一般的にサーバーで考えると、0.25コアで、システム、サーバー、それも基幹システム全体を動かしてしまうなんて考えられないと思いますが、それができてしまうのがIBM i なんです。なぜそれが可能なのか、3つのポイントで解説していきます。
1. パフォーマンスってそもそも何?
IT業界ってパフォーマンスっていう単語がすごく行き交っていると思いますが、皆さんはどのような意味でパフォーマンスという言葉を使用されていますか?よくパフォーマンスがいいとかパフォーマンスが悪いとか言いますよね。ITのパフォーマンスがいいってどういうこと?というのをChatGPTに聞いてみたら、5つ挙げてきました。速度、効率、スケーラビリティ、信頼性、セキュリティ、この5つをバランスよく高水準で満たすこと、という回答でした。
ChatGPTの指摘も確かに一理ありますが、ChatGPTの言っている5つの観点を全て網羅するのって難しくないですか?パフォーマンスってそもそも多方面な意味があって、同じことを話しているつもりでも、違う意味でパフォーマンスをお互い想定していたということもあると思います。今回は、CPUのコア数のお話をしますので、0.25コアでも十分か、つまり速度がパフォーマンス的に足りているかということをお話ししたいと思います。

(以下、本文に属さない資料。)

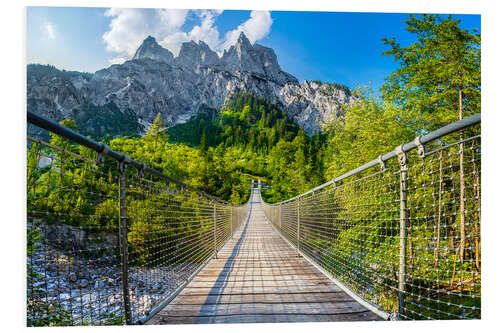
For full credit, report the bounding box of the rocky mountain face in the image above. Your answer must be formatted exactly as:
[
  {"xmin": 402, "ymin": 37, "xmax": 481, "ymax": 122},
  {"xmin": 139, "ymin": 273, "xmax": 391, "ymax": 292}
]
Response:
[{"xmin": 27, "ymin": 33, "xmax": 354, "ymax": 135}]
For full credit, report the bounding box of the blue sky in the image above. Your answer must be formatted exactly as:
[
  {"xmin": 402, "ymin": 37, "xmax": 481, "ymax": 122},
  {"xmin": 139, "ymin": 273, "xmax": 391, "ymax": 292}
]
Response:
[{"xmin": 26, "ymin": 7, "xmax": 481, "ymax": 93}]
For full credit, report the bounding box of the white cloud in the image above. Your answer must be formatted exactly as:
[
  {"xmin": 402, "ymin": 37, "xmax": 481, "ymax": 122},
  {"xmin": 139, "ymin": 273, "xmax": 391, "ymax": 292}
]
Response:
[
  {"xmin": 102, "ymin": 8, "xmax": 273, "ymax": 63},
  {"xmin": 159, "ymin": 10, "xmax": 222, "ymax": 56},
  {"xmin": 221, "ymin": 10, "xmax": 273, "ymax": 50},
  {"xmin": 45, "ymin": 22, "xmax": 56, "ymax": 39}
]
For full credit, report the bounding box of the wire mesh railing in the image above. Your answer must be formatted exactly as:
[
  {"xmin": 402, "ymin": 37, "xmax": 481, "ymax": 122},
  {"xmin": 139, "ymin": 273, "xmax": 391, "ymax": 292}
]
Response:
[
  {"xmin": 27, "ymin": 113, "xmax": 249, "ymax": 326},
  {"xmin": 263, "ymin": 115, "xmax": 481, "ymax": 320}
]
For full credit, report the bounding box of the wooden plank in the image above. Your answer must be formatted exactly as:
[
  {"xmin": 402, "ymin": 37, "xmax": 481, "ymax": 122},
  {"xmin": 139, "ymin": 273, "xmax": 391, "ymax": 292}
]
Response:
[
  {"xmin": 171, "ymin": 292, "xmax": 358, "ymax": 305},
  {"xmin": 148, "ymin": 311, "xmax": 380, "ymax": 325},
  {"xmin": 147, "ymin": 189, "xmax": 381, "ymax": 325}
]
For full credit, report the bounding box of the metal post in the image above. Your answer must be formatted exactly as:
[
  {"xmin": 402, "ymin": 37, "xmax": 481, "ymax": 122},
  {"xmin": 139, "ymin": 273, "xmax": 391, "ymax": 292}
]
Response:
[
  {"xmin": 214, "ymin": 204, "xmax": 217, "ymax": 259},
  {"xmin": 396, "ymin": 146, "xmax": 408, "ymax": 320},
  {"xmin": 279, "ymin": 205, "xmax": 283, "ymax": 233},
  {"xmin": 118, "ymin": 162, "xmax": 132, "ymax": 325},
  {"xmin": 297, "ymin": 197, "xmax": 300, "ymax": 257}
]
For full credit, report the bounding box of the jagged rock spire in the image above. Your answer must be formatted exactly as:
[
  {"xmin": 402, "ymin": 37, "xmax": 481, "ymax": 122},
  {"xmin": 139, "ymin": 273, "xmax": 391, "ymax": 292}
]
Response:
[{"xmin": 132, "ymin": 36, "xmax": 174, "ymax": 62}]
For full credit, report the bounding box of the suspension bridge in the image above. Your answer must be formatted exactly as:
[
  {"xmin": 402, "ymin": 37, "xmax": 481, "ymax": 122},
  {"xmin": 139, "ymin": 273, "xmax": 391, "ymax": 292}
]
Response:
[{"xmin": 27, "ymin": 112, "xmax": 481, "ymax": 325}]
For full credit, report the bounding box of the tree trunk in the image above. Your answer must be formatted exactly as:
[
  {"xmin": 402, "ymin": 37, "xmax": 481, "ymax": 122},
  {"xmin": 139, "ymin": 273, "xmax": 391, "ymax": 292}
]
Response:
[
  {"xmin": 458, "ymin": 89, "xmax": 465, "ymax": 263},
  {"xmin": 474, "ymin": 159, "xmax": 481, "ymax": 272}
]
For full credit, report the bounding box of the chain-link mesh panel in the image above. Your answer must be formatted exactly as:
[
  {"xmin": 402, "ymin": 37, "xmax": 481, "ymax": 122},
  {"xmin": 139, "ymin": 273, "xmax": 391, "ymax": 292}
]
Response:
[
  {"xmin": 27, "ymin": 130, "xmax": 250, "ymax": 326},
  {"xmin": 264, "ymin": 129, "xmax": 481, "ymax": 319},
  {"xmin": 27, "ymin": 139, "xmax": 123, "ymax": 326}
]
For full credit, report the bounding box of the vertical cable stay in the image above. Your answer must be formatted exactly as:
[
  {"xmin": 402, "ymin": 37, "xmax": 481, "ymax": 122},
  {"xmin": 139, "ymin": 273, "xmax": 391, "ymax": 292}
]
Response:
[
  {"xmin": 27, "ymin": 113, "xmax": 481, "ymax": 326},
  {"xmin": 263, "ymin": 114, "xmax": 481, "ymax": 320}
]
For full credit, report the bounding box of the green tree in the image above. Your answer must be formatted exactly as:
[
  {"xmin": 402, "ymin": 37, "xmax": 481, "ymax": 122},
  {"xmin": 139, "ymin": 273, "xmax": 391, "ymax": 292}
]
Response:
[
  {"xmin": 382, "ymin": 14, "xmax": 481, "ymax": 261},
  {"xmin": 382, "ymin": 14, "xmax": 481, "ymax": 129},
  {"xmin": 146, "ymin": 112, "xmax": 165, "ymax": 163}
]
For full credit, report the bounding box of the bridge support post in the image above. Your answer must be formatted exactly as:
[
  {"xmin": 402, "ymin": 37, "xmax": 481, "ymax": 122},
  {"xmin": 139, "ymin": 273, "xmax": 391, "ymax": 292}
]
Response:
[
  {"xmin": 279, "ymin": 205, "xmax": 283, "ymax": 233},
  {"xmin": 297, "ymin": 197, "xmax": 300, "ymax": 257},
  {"xmin": 396, "ymin": 146, "xmax": 408, "ymax": 320},
  {"xmin": 230, "ymin": 206, "xmax": 233, "ymax": 239},
  {"xmin": 118, "ymin": 162, "xmax": 132, "ymax": 325},
  {"xmin": 214, "ymin": 203, "xmax": 217, "ymax": 259}
]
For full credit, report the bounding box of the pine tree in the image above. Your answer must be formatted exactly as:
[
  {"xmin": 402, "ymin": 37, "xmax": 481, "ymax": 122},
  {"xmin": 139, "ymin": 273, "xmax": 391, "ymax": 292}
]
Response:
[{"xmin": 146, "ymin": 112, "xmax": 165, "ymax": 164}]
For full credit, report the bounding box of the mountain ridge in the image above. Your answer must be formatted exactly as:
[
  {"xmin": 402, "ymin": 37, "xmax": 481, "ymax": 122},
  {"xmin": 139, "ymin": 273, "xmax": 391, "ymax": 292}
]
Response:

この速度っていったときに皆さん思いつくのがCPUのスペック、性能、数字ですよね。しかし、それと体感が違うということはよくあると思います。
IT業界だと、その速度、パフォーマンスを可視化するためのベンチマークってかなり情報が出ていると思いますが、IBM i はIT業界の異端児なので、CPUのベンチマークに適さないこともあります。基準として重要なのは、ユーザーの体感や使用感です。IBM i にもCPWというCPUの性能を測る指標があります。これは、必ずしも速さと関係しているわけではありません。数値的なことよりも実際にシステムに触る業務を担当される方が感覚的に早いか遅いか、それが究極のパフォーマンス指標と言えると思います。

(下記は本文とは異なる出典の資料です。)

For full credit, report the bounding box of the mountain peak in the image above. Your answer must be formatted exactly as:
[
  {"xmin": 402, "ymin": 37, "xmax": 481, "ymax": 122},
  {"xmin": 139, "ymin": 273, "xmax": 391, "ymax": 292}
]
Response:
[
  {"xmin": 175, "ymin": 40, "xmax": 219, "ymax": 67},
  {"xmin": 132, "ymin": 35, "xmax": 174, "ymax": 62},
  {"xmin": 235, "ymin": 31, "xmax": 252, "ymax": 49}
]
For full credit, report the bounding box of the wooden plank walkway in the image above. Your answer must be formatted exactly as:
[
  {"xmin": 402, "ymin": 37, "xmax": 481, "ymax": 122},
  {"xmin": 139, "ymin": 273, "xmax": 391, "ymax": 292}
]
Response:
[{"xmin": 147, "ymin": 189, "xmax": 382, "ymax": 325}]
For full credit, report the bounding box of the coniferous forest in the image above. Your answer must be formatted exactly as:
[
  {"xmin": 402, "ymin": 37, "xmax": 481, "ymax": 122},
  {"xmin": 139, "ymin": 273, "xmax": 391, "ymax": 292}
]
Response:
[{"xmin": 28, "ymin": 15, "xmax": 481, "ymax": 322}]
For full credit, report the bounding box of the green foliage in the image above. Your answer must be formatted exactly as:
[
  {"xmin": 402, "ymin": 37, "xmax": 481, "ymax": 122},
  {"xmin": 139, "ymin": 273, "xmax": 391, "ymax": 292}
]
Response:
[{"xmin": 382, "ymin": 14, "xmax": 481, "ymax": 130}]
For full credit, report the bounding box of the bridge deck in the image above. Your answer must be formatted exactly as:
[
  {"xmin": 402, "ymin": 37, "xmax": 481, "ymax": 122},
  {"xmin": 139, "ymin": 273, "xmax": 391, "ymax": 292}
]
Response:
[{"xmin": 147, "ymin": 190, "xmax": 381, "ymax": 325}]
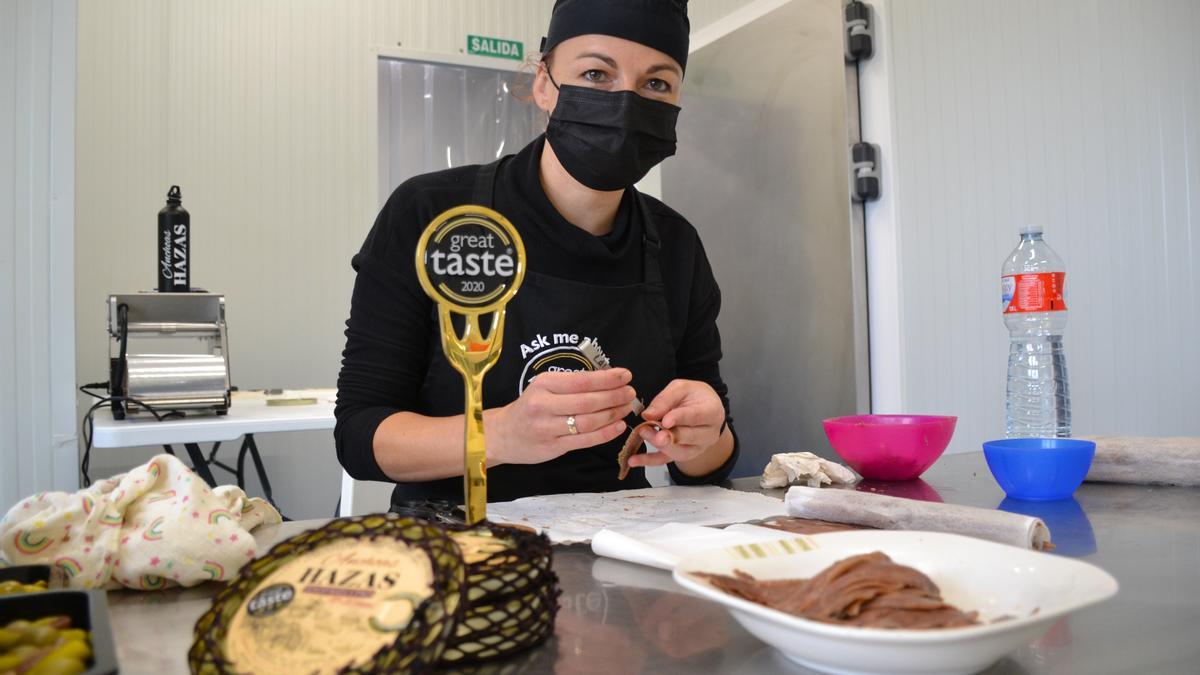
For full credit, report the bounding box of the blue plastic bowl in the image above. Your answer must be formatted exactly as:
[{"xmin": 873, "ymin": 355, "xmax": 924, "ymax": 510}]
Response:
[{"xmin": 983, "ymin": 438, "xmax": 1096, "ymax": 501}]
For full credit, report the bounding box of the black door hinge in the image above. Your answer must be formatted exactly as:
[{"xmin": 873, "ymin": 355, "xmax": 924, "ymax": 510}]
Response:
[
  {"xmin": 846, "ymin": 0, "xmax": 875, "ymax": 61},
  {"xmin": 850, "ymin": 143, "xmax": 880, "ymax": 202}
]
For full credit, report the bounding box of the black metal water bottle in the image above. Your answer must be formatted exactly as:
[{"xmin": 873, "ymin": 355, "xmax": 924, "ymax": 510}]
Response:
[{"xmin": 158, "ymin": 185, "xmax": 192, "ymax": 293}]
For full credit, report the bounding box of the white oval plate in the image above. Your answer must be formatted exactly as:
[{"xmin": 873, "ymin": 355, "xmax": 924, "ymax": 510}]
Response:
[{"xmin": 674, "ymin": 531, "xmax": 1117, "ymax": 675}]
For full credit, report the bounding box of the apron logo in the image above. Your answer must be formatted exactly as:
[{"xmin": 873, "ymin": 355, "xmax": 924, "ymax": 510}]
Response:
[{"xmin": 517, "ymin": 333, "xmax": 596, "ymax": 396}]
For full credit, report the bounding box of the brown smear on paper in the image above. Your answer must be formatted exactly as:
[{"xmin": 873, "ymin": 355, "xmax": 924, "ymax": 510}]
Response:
[{"xmin": 224, "ymin": 539, "xmax": 433, "ymax": 674}]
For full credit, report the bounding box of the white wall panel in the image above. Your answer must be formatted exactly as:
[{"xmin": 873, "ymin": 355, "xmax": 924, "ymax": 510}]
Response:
[
  {"xmin": 76, "ymin": 0, "xmax": 758, "ymax": 516},
  {"xmin": 0, "ymin": 0, "xmax": 77, "ymax": 513},
  {"xmin": 864, "ymin": 0, "xmax": 1200, "ymax": 450}
]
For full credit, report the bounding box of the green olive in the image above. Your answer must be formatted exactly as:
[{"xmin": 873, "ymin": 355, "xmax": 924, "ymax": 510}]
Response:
[
  {"xmin": 0, "ymin": 579, "xmax": 46, "ymax": 596},
  {"xmin": 8, "ymin": 645, "xmax": 42, "ymax": 659},
  {"xmin": 0, "ymin": 628, "xmax": 22, "ymax": 652},
  {"xmin": 29, "ymin": 625, "xmax": 59, "ymax": 647},
  {"xmin": 34, "ymin": 614, "xmax": 71, "ymax": 628},
  {"xmin": 52, "ymin": 640, "xmax": 91, "ymax": 661}
]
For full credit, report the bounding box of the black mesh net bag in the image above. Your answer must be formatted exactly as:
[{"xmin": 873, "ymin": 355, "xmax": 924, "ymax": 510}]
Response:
[
  {"xmin": 442, "ymin": 522, "xmax": 560, "ymax": 667},
  {"xmin": 188, "ymin": 515, "xmax": 467, "ymax": 675}
]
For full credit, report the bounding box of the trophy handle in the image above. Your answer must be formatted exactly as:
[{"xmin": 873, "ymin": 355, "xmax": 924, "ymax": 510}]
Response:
[{"xmin": 438, "ymin": 305, "xmax": 505, "ymax": 525}]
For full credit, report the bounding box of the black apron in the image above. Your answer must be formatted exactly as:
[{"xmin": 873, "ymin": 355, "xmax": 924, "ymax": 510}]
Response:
[{"xmin": 392, "ymin": 157, "xmax": 676, "ymax": 503}]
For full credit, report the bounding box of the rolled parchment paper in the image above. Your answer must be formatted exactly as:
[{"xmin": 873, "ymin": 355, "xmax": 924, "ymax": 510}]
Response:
[
  {"xmin": 784, "ymin": 485, "xmax": 1054, "ymax": 551},
  {"xmin": 1080, "ymin": 436, "xmax": 1200, "ymax": 488}
]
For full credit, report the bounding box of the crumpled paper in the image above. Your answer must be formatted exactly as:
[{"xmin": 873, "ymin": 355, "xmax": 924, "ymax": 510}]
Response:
[
  {"xmin": 0, "ymin": 454, "xmax": 282, "ymax": 591},
  {"xmin": 1076, "ymin": 436, "xmax": 1200, "ymax": 488},
  {"xmin": 784, "ymin": 485, "xmax": 1054, "ymax": 551},
  {"xmin": 758, "ymin": 453, "xmax": 858, "ymax": 488}
]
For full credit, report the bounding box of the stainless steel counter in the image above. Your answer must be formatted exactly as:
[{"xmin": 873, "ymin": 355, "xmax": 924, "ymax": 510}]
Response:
[{"xmin": 109, "ymin": 453, "xmax": 1200, "ymax": 675}]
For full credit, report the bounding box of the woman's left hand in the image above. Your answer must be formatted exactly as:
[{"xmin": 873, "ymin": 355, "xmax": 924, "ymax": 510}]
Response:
[{"xmin": 629, "ymin": 380, "xmax": 725, "ymax": 466}]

何を言っているかというと、同じレスポンスのシステムであっても、人によっては遅いと感じたり、人によっては早いと感じたりすると思います。なので、数値比較もいいですが、大事なのは、パフォーマンス論ではなくて実際にシステムを使う人。その人が今まで通りか、今までよりも快適かっていったような体感的なところのパフォーマンスをベースにサイジングをしたいというのがMONO-Xの考え方です。
2. CPW神話崩壊!?
ここからは結構マニアックなIBM i の話になります。先程も少し出てきましたが、IBM i の世界にはCPWという性能指標がありますよね。CPWはCommercial Processing Workload(コマーシャルプロセッシングワークロード)の略です。これは、一般的な業務処理をどれだけ効率的に実行できるかという指標で、このCPWの値が大きいほどサーバーの処理能力が高いという評価になります。
ざっくり言うと、速さではなくて、スループットを示す指標です。単位時間あたりの処理能力が高いか低いかをCPW値で評価することができます。

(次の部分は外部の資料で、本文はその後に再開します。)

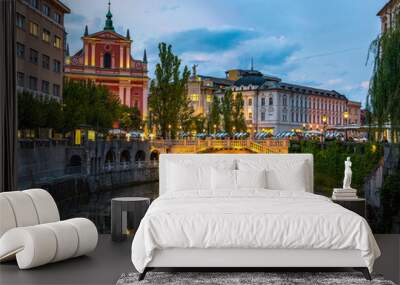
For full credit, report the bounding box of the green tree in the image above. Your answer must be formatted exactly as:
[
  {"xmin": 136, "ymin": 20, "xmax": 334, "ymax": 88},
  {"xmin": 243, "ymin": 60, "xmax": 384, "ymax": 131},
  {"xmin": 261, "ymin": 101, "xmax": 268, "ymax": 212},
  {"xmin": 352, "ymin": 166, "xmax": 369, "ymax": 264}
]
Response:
[
  {"xmin": 148, "ymin": 43, "xmax": 191, "ymax": 138},
  {"xmin": 192, "ymin": 115, "xmax": 206, "ymax": 133},
  {"xmin": 232, "ymin": 92, "xmax": 247, "ymax": 132},
  {"xmin": 222, "ymin": 90, "xmax": 234, "ymax": 134},
  {"xmin": 207, "ymin": 95, "xmax": 221, "ymax": 133},
  {"xmin": 63, "ymin": 80, "xmax": 120, "ymax": 131},
  {"xmin": 367, "ymin": 15, "xmax": 400, "ymax": 141},
  {"xmin": 18, "ymin": 91, "xmax": 46, "ymax": 134}
]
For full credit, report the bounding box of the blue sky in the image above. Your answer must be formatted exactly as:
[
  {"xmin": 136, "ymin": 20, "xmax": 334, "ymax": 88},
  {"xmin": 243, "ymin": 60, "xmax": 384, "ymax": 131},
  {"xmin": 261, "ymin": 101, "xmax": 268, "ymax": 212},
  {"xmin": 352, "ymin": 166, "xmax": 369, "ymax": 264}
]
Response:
[{"xmin": 63, "ymin": 0, "xmax": 387, "ymax": 105}]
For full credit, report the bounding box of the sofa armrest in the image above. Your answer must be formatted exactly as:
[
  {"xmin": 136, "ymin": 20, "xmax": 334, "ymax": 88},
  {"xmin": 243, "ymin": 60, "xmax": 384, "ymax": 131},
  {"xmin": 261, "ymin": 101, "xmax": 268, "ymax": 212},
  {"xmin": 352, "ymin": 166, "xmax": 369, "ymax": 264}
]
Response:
[{"xmin": 0, "ymin": 218, "xmax": 98, "ymax": 269}]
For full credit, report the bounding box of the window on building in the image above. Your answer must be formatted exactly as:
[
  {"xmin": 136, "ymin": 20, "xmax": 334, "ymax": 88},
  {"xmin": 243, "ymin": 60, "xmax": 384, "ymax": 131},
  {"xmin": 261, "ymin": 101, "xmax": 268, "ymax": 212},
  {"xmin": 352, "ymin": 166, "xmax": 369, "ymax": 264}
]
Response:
[
  {"xmin": 282, "ymin": 95, "xmax": 287, "ymax": 106},
  {"xmin": 17, "ymin": 42, "xmax": 25, "ymax": 58},
  {"xmin": 103, "ymin": 52, "xmax": 111, "ymax": 68},
  {"xmin": 42, "ymin": 80, "xmax": 50, "ymax": 94},
  {"xmin": 54, "ymin": 13, "xmax": 61, "ymax": 24},
  {"xmin": 42, "ymin": 4, "xmax": 50, "ymax": 17},
  {"xmin": 54, "ymin": 36, "xmax": 61, "ymax": 48},
  {"xmin": 16, "ymin": 13, "xmax": 25, "ymax": 30},
  {"xmin": 29, "ymin": 22, "xmax": 39, "ymax": 37},
  {"xmin": 29, "ymin": 76, "xmax": 37, "ymax": 90},
  {"xmin": 42, "ymin": 54, "xmax": 50, "ymax": 69},
  {"xmin": 42, "ymin": 29, "xmax": 50, "ymax": 43},
  {"xmin": 53, "ymin": 59, "xmax": 61, "ymax": 72},
  {"xmin": 53, "ymin": 84, "xmax": 60, "ymax": 97},
  {"xmin": 17, "ymin": 72, "xmax": 25, "ymax": 87},
  {"xmin": 29, "ymin": 48, "xmax": 39, "ymax": 64}
]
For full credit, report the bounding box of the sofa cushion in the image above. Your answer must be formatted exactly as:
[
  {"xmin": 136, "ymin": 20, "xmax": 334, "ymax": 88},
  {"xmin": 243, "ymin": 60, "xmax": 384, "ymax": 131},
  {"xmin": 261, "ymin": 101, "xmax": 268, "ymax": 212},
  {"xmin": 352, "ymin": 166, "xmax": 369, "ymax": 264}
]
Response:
[
  {"xmin": 167, "ymin": 159, "xmax": 236, "ymax": 191},
  {"xmin": 211, "ymin": 167, "xmax": 237, "ymax": 191}
]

つまり、CPWが2倍になると、同じ時間で2倍の仕事をこなすことができますよ。という意味になります。速さの指標だという誤解が結構ありますが、実際に2000年代のPower 6までは、CPWが2倍になるとバッチの処理時間が半分になりますみたいな時代でした。何故かというと、CPUって2000年くらいまではクロックを速くして性能を上げていくという高速化を図っていました。ですので、CPUのクロックが速くなるのと、それにつれてCPWも性能が上がっていったので、いい具合にリンクをしていて、CPW二倍になったらバッチが半分になったみたいな経験値があったりします。
2000年代の後半にPower 6が出ていますが、速いものだとクロックが5GHzまでいっていて、CPW値もそれに合わせて上がっていました。でも、CPUのクロックを上げる限界というのは、Power 6の頃で、それ以降のCPUは並列処理をするとか、内部バス帯域を太くするといったことで全体の処理量を上げよう、というクロックじゃないところでスループットを上げるという設計に変わってきて、今に至ります。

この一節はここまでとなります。